Clinical and immunohistochemical features of 34 solid pseudopapillary tumors of the pancreas
Article first published online: 25 JAN 2011
© 2011 Journal of Gastroenterology and Hepatology Foundation and Blackwell Publishing Asia Pty Ltd
Journal of Gastroenterology and Hepatology
Volume 26, Issue 2, pages 267–274, February 2011
How to Cite
Nguyen, N. Q., Johns, A. L., Gill, A. J., Ring, N., Chang, D. K., Clarkson, A., Merrett, N. D., Kench, J. G., Colvin, E. K., Scarlett, C. J. and Biankin, A. V. (2011), Clinical and immunohistochemical features of 34 solid pseudopapillary tumors of the pancreas. Journal of Gastroenterology and Hepatology, 26: 267–274. doi: 10.1111/j.1440-1746.2010.06466.x
- Issue published online: 25 JAN 2011
- Article first published online: 25 JAN 2011
- Accepted manuscript online: 12 AUG 2010 10:49AM EST
- Accepted for publication 26 July 2010.
- solid pseudopapillary tumors
Background and Aim: Clinicopathological data regarding pancreatic solid pseudopapillary tumors (SPT) in a multiethnic country are limited. The aim of the present study was to characterize pancreatic SPT in Australia.

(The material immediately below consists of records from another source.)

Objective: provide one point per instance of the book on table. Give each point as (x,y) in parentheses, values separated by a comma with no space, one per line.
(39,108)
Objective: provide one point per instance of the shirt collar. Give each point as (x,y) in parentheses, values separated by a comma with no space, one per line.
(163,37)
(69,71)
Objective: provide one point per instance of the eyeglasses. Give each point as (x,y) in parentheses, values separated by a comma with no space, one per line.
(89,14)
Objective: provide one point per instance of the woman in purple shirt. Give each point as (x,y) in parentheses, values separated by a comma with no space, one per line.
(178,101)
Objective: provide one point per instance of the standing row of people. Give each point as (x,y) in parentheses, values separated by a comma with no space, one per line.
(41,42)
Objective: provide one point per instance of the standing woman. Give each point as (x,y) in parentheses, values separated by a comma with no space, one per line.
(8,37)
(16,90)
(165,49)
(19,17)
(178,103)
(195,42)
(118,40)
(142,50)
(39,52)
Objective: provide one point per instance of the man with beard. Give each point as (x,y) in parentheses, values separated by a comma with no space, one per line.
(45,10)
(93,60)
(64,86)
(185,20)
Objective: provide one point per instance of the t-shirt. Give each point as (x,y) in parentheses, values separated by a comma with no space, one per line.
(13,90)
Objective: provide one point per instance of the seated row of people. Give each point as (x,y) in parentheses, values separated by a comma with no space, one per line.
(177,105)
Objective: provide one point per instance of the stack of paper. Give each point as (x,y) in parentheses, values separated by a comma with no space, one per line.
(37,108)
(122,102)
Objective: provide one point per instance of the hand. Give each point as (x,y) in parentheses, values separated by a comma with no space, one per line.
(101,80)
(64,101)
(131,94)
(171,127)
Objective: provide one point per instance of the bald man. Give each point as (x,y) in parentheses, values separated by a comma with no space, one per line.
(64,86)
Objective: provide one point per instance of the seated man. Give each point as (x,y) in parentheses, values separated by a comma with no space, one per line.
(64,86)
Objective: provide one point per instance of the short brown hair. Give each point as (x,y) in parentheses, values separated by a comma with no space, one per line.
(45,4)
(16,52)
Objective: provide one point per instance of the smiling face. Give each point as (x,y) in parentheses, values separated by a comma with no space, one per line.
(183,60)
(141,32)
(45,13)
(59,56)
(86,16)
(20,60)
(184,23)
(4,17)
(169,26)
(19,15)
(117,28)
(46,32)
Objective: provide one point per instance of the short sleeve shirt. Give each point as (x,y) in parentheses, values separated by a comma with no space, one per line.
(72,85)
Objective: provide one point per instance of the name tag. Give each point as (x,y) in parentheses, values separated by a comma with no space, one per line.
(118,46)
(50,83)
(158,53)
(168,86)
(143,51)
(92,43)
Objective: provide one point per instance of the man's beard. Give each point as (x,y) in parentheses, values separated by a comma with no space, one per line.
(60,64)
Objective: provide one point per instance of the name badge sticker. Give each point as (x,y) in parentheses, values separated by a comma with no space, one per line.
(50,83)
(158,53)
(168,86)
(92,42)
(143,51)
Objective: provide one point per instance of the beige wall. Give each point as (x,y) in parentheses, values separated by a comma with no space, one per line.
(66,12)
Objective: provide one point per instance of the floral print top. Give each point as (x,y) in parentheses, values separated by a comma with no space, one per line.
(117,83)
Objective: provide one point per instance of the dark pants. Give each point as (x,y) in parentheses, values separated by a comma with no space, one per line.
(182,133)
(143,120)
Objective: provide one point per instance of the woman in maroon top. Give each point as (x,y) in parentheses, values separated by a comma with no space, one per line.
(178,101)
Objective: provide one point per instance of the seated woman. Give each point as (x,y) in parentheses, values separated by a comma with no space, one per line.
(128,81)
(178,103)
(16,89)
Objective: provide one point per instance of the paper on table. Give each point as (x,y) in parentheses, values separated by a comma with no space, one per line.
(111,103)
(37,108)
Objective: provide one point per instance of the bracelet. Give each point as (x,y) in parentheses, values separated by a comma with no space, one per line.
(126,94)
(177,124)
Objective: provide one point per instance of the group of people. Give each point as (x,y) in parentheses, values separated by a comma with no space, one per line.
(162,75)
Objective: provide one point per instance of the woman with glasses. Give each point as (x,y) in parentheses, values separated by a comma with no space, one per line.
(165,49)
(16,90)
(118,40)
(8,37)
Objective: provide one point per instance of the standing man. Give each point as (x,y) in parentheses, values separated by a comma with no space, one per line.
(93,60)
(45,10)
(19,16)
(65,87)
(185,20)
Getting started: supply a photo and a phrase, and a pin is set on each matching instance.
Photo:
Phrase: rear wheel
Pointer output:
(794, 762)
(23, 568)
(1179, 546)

Methods: Clinicopathological features, treatment, immunohistochemical findings and outcome data of 34 patients (79% Caucasian, 12% Asian, 6% South Pacific Islander and 3% African) with pancreatic SPT were reviewed.

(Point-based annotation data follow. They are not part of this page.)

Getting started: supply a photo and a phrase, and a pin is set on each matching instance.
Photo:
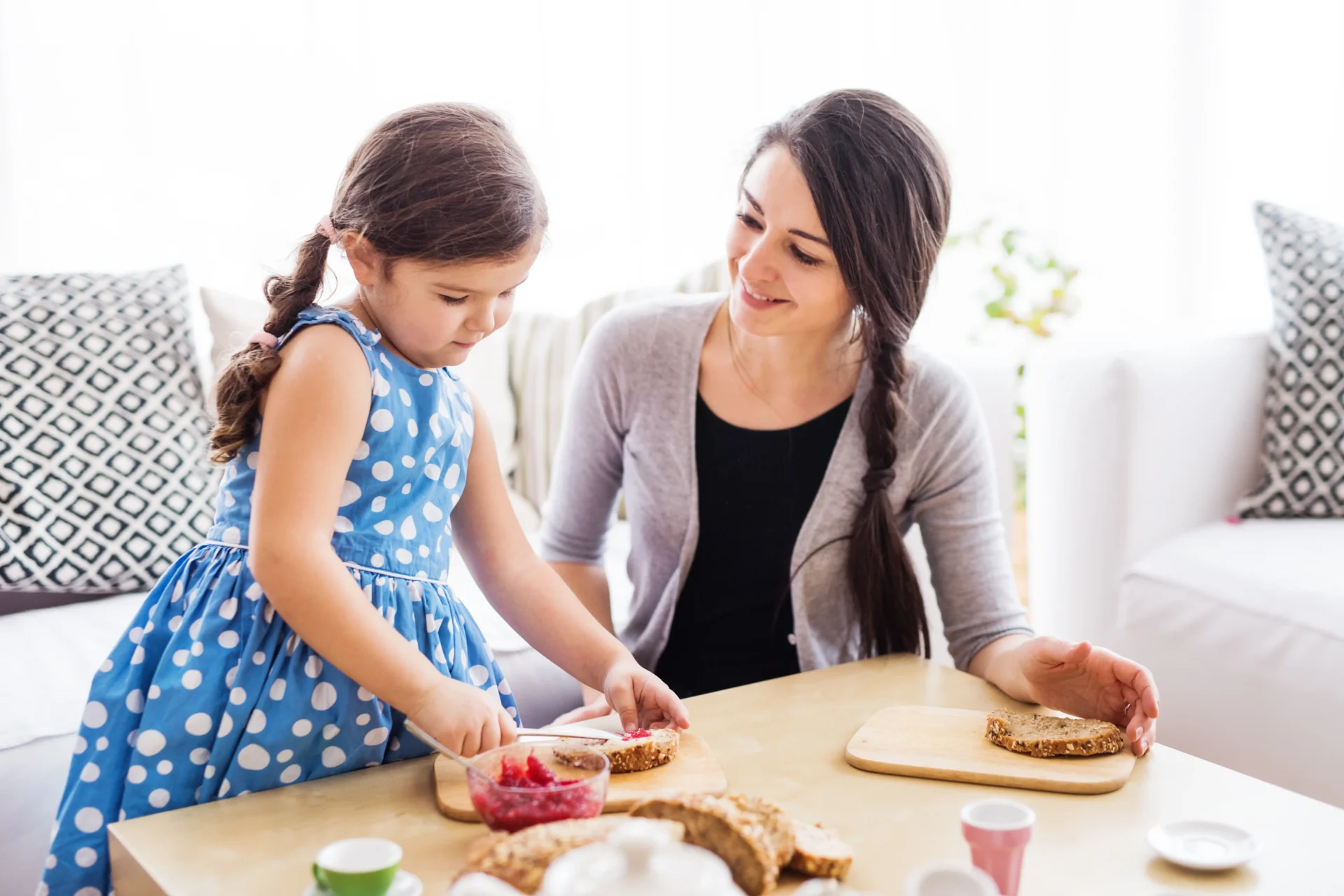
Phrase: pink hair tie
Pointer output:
(328, 230)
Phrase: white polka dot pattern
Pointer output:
(211, 695)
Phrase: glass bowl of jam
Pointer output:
(524, 785)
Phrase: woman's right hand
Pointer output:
(464, 718)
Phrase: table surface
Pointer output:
(785, 741)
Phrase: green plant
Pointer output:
(1028, 285)
(1027, 289)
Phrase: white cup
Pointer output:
(949, 879)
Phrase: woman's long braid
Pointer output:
(882, 191)
(898, 624)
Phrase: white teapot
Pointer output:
(638, 859)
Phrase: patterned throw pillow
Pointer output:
(104, 479)
(1303, 445)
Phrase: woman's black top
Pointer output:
(734, 618)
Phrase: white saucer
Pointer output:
(405, 884)
(1203, 846)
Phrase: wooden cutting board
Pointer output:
(949, 745)
(694, 770)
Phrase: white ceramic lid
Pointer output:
(638, 859)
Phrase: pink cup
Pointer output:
(997, 832)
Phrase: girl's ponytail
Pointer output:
(251, 370)
(440, 183)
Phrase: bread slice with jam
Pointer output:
(635, 751)
(1046, 736)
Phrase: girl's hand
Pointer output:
(641, 699)
(463, 718)
(1092, 682)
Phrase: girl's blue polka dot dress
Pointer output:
(210, 695)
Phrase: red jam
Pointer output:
(531, 776)
(537, 796)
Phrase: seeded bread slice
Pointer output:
(638, 754)
(753, 836)
(522, 859)
(1046, 736)
(819, 853)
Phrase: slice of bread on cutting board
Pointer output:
(522, 859)
(819, 853)
(638, 754)
(1044, 736)
(752, 834)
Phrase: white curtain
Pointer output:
(1132, 137)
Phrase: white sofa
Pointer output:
(1136, 460)
(521, 381)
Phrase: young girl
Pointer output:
(316, 618)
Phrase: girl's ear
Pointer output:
(363, 260)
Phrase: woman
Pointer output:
(773, 448)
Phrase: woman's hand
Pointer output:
(1092, 682)
(463, 718)
(641, 699)
(636, 695)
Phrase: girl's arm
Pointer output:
(536, 601)
(315, 414)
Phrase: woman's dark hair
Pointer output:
(882, 190)
(440, 183)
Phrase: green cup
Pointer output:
(360, 867)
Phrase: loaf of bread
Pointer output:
(819, 853)
(1044, 736)
(522, 859)
(636, 754)
(752, 834)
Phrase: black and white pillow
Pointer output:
(1303, 442)
(104, 477)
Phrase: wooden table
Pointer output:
(781, 739)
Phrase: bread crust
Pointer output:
(636, 755)
(819, 853)
(1047, 736)
(752, 834)
(521, 859)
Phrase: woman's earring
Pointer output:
(857, 324)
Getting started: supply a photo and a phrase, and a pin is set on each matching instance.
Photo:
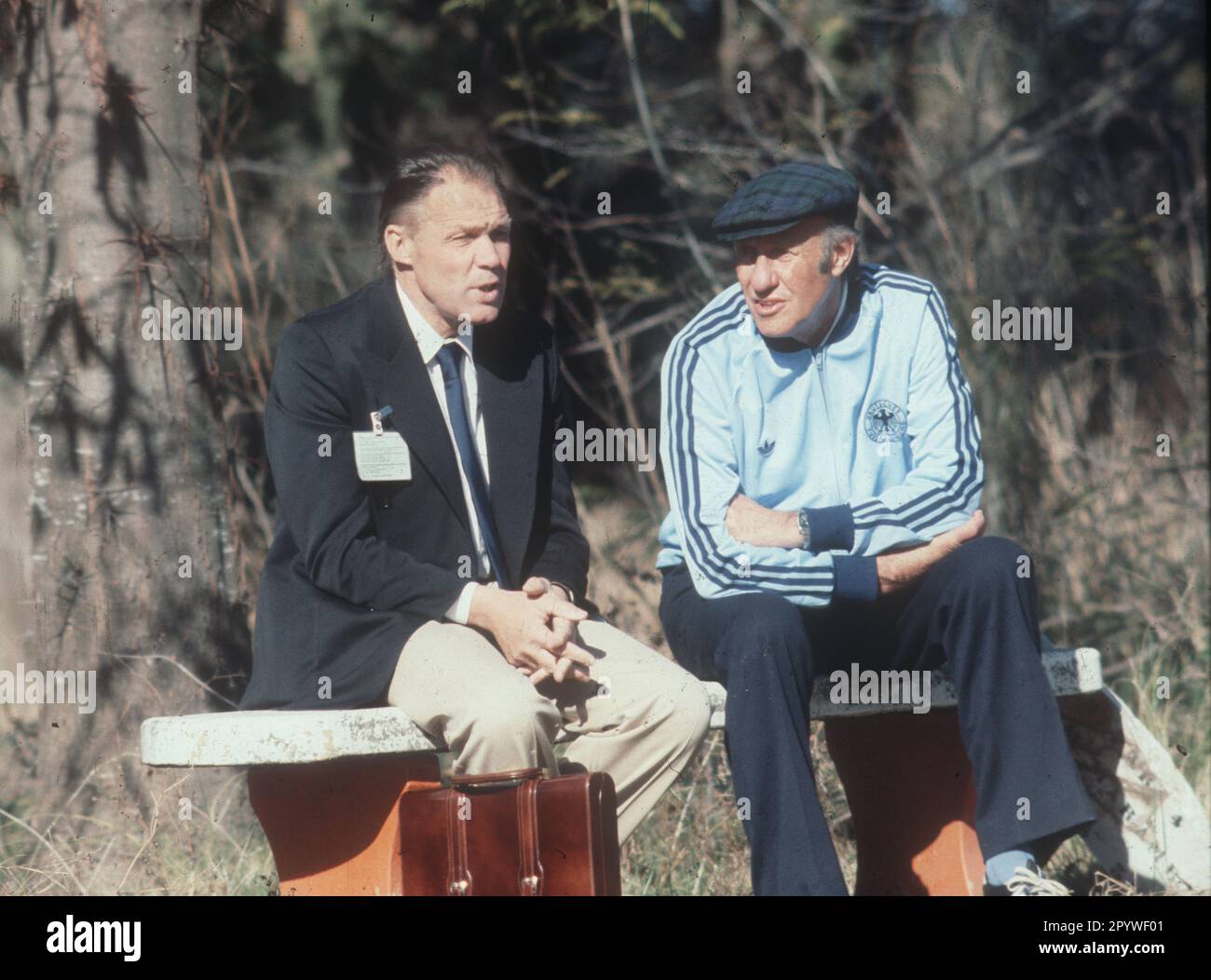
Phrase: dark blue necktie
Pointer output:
(449, 356)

Results: The most presenting complaint was abdominal pain. Median diameter of tumors was 60 mm (range: 20–220); predominantly located in the pancreatic tail (tail : body : head = 23:3:8). All tumors were resected and patients underwent surgery, including a liver resection for metastasis, all patients were alive after a median follow up of 70 months (IQR: 48–178). Two patients underwent repeated surgery for local recurrences with liver metastases after 8 and 18 months, which were successfully managed by surgical resection. Completeness of excision, perineural spread, vascular space invasion, mitotic rate and cellular atypia did not predict recurrence. In all cases, there was aberrant nuclear staining of beta-catenin and a loss of membranous expression of E-cadherin with aberrant nuclear localization of the cytoplasmic domain. Most pancreatic SPT were also strongly positive for CD10 (96%), progesterone receptor (79%), cytokeratin (28%), synapthophysin (26%) and chromogranin (15%).
Conclusions: Pancreatic SPT occur in all races and are uniformly indolent. Given complete resection of a pancreatic SPT is usually curative and recurrences can be treated with re-operation, correct diagnosis is important.